No wood equals no cash, say boardwalk businesses

Boardwalk-based businesses say the city might as well fit them with cement shoes if it plans to replace the wood they know and love with cement.

“If there’s no boardwalk we don’t have a business,” said the manager at Café Volna, located at Brighton Fourth Street. “This is the only way we can survive.”

Cafe Volna is just one of more than a dozen eating and drinking establishments along the boardwalk that rely on Boardwalk traffic to attract patrons.

Without the charming feature of wooden planks, however, they fear customers will stop coming.

“Could a cement walk hurt business? It could,” said Michael Sarrel, manager of Ruby’s Old Tyme Bar and Grill. “I imagine the first reaction from customers would be, what’s this?”

Patrons at the venerable watering hole near West 12th Street summed up their feelings about concrete in one word: “Boo!”

“It’s just not the same,” barkeep Willie Hinds said. “If it ain’t wood, it’s not a boardwalk.”
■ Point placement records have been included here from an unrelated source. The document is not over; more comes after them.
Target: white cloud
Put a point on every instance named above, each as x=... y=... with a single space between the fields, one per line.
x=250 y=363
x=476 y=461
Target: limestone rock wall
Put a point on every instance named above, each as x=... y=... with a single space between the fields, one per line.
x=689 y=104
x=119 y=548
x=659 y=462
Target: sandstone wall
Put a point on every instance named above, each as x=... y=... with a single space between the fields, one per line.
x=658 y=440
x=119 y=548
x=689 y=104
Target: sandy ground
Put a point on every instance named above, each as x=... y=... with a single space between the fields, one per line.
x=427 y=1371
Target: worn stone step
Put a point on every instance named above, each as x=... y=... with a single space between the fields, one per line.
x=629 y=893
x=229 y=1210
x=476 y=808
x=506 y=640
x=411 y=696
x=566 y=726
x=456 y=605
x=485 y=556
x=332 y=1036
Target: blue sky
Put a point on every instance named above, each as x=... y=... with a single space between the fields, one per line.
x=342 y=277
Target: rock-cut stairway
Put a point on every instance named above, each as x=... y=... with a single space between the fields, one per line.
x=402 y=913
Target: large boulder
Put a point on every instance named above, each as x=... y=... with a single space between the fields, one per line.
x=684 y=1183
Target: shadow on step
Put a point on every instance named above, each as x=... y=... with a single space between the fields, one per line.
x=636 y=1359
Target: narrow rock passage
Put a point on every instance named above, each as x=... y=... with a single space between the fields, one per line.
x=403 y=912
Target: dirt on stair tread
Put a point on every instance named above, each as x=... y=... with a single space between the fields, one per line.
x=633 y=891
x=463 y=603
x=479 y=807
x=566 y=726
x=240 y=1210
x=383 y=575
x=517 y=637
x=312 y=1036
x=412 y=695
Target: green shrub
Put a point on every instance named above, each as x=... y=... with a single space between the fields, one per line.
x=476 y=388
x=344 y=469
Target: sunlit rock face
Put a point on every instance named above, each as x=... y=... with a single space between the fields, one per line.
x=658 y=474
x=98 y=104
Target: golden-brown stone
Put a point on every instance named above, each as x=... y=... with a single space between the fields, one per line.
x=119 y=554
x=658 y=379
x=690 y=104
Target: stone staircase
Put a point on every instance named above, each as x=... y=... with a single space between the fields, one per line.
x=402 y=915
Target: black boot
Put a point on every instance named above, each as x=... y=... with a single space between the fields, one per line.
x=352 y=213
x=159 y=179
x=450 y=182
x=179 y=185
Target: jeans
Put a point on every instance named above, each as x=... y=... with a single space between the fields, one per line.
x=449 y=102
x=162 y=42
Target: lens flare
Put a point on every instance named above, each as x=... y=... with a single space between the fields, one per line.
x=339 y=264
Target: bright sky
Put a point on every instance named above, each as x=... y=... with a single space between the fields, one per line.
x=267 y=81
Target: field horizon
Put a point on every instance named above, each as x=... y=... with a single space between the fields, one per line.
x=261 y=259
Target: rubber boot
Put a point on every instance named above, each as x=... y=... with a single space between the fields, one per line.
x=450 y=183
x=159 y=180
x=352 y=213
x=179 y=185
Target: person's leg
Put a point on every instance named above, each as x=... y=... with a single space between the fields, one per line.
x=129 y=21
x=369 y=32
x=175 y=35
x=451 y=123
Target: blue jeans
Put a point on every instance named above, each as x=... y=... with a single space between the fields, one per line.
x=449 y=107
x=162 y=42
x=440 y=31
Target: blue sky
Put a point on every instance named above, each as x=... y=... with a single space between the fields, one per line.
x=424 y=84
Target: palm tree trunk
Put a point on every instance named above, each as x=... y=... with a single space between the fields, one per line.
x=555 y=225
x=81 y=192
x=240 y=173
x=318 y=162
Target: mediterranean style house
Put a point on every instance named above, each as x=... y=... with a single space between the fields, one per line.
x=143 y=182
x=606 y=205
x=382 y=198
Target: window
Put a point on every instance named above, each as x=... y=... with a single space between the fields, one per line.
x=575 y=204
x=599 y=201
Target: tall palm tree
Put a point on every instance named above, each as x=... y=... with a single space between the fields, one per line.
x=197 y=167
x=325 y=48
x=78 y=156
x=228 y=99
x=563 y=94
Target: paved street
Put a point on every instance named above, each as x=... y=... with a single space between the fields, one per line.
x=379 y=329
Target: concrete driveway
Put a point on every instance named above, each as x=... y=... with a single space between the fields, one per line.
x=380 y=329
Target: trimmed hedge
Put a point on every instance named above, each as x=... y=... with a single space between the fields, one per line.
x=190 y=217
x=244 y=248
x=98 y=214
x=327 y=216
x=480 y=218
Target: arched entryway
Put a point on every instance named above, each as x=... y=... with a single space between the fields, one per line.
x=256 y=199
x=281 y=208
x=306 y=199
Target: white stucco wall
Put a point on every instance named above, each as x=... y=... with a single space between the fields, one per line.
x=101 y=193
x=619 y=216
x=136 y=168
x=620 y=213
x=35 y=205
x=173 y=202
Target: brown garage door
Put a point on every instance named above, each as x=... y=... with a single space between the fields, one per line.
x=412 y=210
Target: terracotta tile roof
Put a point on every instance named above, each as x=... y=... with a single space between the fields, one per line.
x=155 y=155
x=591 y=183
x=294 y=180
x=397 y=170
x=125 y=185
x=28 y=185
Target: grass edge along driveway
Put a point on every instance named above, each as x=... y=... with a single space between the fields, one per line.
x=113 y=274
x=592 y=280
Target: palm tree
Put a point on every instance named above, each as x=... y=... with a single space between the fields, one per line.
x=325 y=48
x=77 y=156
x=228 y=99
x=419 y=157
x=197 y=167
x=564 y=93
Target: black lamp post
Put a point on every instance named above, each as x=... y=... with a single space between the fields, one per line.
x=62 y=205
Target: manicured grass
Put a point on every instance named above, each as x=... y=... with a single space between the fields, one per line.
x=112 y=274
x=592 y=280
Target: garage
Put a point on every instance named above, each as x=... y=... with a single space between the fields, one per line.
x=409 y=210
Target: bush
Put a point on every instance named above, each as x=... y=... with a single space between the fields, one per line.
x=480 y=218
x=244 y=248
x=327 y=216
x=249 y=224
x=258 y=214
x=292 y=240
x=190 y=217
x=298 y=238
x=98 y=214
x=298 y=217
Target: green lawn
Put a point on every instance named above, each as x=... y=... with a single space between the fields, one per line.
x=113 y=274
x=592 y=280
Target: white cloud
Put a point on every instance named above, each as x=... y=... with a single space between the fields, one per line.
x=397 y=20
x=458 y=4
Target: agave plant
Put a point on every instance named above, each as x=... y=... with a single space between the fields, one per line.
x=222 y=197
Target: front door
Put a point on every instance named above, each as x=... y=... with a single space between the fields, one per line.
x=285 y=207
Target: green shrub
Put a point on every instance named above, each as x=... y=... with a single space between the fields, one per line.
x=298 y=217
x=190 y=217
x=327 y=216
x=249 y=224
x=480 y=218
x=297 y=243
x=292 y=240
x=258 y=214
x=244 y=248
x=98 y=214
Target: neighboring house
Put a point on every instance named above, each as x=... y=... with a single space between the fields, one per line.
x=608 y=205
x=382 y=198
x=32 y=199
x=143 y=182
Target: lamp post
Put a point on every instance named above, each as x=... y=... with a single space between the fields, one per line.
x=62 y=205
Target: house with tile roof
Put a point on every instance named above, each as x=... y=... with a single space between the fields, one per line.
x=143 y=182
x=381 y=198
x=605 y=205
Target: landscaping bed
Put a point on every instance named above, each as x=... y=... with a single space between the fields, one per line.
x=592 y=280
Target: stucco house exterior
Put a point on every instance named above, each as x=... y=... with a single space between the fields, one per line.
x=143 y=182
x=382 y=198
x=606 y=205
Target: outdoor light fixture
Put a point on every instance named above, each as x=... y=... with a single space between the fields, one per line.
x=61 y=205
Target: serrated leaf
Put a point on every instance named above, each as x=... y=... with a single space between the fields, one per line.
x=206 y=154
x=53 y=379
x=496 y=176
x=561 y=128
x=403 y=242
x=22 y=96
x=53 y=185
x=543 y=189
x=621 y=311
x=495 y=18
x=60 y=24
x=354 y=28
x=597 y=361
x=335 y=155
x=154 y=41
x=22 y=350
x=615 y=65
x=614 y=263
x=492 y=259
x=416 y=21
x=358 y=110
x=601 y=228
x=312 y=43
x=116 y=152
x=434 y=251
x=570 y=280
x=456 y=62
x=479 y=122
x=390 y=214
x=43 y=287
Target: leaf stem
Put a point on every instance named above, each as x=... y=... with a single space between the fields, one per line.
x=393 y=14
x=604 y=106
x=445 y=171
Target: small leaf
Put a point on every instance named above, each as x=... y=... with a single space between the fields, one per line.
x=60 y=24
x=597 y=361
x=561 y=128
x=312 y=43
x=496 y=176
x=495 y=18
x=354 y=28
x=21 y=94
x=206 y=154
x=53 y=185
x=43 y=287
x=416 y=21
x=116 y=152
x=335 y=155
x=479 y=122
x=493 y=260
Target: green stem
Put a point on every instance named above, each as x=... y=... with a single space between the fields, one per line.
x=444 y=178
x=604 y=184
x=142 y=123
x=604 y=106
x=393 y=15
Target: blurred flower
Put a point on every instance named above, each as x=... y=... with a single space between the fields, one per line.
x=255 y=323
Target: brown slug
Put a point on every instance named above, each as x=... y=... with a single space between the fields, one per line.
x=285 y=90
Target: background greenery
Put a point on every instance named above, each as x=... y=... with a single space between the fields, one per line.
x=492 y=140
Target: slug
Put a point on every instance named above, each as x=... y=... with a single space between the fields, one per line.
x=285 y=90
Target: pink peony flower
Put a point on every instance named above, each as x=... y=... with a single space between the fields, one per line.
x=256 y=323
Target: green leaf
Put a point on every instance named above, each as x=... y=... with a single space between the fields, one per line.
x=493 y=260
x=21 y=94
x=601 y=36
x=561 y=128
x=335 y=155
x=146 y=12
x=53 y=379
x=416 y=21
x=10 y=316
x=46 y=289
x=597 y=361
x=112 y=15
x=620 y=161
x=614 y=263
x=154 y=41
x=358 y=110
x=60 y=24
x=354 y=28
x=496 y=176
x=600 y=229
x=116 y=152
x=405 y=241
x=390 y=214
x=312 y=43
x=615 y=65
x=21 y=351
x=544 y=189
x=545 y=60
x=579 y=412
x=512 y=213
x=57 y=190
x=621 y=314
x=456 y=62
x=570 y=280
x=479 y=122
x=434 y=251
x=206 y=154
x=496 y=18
The Parks Department has nevertheless started replacing sections of the almost three-mile-long Riegelmann Boardwalk with cement.

Officials say it’s only a test, but admit that cement is more durable than traditional wood.

“Concrete is the most financially feasible and it lasts longer,” Brooklyn Parks and Recreation Chief of Staff Martin Maher told Community Board 13 recently.

That rationale doesn’t sit well with Dennis Vourderis, operator of Deno’s Wonder Wheel Amusement Park at West 12th Street.

In addition to the rides, Vourderis also sells snacks and pizza directly on the Boardwalk, and he says concrete “wouldn’t have the allure and flavor of a wooden boardwalk.”

“There’s a lot of concrete in New York City, but we only have one boardwalk,” Vourderis said.

But not every business on the Boardwalk is averse to concrete.

“I think our customers are going to be happy with concrete,” said Leo Blinder, manager of Tatiana Restaurant at Brighton Sixth Street and the boardwalk.

His reason is simple: transients sometimes congregate under the boardwalk, which can unnerve customers.

“We always had complaints that people were looking up at the women,” he said.